Sur les frais liés au litige :
6. En application de l’article L. 761-1 du code de justice administrative, il y a lieu, dans les circonstances de l’espèce, de mettre à la charge de l’Etat une somme de 1 500 euros au titre des frais exposés par M. A et non compris dans les dépens.
D E C I D E :
Article 1er : La décision implicite de rejet résultant du silence gardé par le préfet de police sur la demande présentée le 27 août 2024 par M. A est annulée.
Article 2 : Il est enjoint au préfet de police de délivrer une carte de séjour portant la mention « vie privée et familiale » à M. A dans un délai de deux mois à compter de la notification du présent jugement.
Article 3 : L’Etat versera à M. A une somme de 1 500 euros au titre de l’article L. 761-1 du code de justice administrative.

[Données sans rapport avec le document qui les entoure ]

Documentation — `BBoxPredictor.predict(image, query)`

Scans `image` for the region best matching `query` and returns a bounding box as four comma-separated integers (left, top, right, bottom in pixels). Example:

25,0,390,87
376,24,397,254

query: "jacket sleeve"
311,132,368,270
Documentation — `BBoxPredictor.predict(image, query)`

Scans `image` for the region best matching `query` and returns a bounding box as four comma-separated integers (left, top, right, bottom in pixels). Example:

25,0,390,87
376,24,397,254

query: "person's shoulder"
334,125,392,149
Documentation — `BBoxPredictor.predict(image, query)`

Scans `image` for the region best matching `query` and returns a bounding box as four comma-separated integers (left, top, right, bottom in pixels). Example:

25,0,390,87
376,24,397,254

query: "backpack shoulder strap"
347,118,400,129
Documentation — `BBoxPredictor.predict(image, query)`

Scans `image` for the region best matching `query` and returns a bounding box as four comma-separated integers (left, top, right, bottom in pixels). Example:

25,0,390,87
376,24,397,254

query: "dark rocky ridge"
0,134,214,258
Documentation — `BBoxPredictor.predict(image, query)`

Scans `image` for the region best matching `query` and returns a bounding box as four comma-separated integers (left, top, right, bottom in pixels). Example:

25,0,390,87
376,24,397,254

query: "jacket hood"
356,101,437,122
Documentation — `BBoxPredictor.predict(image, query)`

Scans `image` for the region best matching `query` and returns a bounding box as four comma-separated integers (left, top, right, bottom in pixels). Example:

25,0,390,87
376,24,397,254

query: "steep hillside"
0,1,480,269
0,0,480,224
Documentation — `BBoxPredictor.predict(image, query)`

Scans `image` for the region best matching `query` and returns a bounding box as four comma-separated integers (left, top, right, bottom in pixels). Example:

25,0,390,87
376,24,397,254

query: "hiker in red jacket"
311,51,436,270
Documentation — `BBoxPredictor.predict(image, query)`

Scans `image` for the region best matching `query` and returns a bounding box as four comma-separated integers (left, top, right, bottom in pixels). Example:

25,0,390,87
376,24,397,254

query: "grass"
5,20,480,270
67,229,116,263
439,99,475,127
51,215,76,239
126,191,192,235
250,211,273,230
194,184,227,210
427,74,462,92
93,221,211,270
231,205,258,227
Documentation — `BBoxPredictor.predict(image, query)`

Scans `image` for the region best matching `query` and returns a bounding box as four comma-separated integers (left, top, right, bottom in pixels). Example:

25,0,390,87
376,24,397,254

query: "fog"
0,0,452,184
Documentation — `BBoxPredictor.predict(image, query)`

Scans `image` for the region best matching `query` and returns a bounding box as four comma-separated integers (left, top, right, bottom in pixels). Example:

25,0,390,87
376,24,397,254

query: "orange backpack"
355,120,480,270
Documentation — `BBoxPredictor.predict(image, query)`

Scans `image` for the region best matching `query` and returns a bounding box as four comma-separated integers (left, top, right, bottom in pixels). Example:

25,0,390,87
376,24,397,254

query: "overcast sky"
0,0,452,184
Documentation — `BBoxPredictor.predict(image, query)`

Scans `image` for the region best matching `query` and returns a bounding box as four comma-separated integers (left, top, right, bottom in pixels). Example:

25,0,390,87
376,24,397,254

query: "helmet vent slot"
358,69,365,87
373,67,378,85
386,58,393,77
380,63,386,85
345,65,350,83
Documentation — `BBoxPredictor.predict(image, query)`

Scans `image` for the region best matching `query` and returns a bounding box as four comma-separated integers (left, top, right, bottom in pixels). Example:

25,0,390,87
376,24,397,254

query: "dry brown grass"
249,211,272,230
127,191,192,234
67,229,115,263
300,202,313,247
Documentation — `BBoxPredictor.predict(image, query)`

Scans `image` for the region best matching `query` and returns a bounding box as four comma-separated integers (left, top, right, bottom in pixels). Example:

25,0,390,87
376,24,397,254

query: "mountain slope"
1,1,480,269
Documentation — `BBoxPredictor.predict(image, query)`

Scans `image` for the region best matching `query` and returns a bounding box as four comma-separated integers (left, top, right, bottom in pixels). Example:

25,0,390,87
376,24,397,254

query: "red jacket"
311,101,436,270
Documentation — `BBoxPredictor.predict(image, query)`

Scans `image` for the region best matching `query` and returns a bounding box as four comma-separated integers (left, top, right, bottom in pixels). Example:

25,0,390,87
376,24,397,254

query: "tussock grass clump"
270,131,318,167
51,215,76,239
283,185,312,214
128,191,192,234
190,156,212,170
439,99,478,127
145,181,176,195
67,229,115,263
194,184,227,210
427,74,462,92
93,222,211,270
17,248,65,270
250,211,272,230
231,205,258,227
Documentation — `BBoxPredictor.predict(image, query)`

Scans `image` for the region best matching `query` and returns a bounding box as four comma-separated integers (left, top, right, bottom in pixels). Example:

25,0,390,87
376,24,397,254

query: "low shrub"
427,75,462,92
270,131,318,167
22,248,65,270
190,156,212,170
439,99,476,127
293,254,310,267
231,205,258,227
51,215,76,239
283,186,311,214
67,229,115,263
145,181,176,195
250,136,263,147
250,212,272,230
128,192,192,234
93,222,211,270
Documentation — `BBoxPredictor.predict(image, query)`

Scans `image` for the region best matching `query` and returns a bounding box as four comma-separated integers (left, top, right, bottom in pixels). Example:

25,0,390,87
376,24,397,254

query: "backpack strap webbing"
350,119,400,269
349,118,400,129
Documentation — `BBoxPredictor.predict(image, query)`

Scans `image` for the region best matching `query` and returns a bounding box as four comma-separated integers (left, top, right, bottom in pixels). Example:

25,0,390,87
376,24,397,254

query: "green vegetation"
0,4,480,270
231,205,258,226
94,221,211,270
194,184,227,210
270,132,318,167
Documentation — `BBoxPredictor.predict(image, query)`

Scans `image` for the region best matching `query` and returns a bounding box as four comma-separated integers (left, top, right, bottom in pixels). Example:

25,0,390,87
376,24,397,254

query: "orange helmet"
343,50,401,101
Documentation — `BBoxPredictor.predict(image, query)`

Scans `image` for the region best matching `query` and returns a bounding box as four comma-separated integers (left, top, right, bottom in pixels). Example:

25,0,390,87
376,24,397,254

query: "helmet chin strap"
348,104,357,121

Article 4 : Le présent jugement sera notifié à M. C et au préfet de police.
Une copie en sera adressée, pour information, au ministre d’Etat, ministre de l’intérieur.
Délibéré après l’audience du 13 juin 2025, à laquelle siégeaient :
Mme Aubert, présidente,
M. Julinet, premier conseiller,
M. Medjahed, premier conseiller.
Rendu public par mise à disposition au greffe le 27 juin 2025.
Le rapporteur,
S. JULINET La présidente,
S. AUBERT
La greffière,
A. LOUART
La République mande et ordonne au préfet de police en ce qui le concerne ou à tous commissaires de justice à ce requis en ce qui concerne les voies de droit commun contre les parties privées, de pourvoir à l’exécution de la présente décision.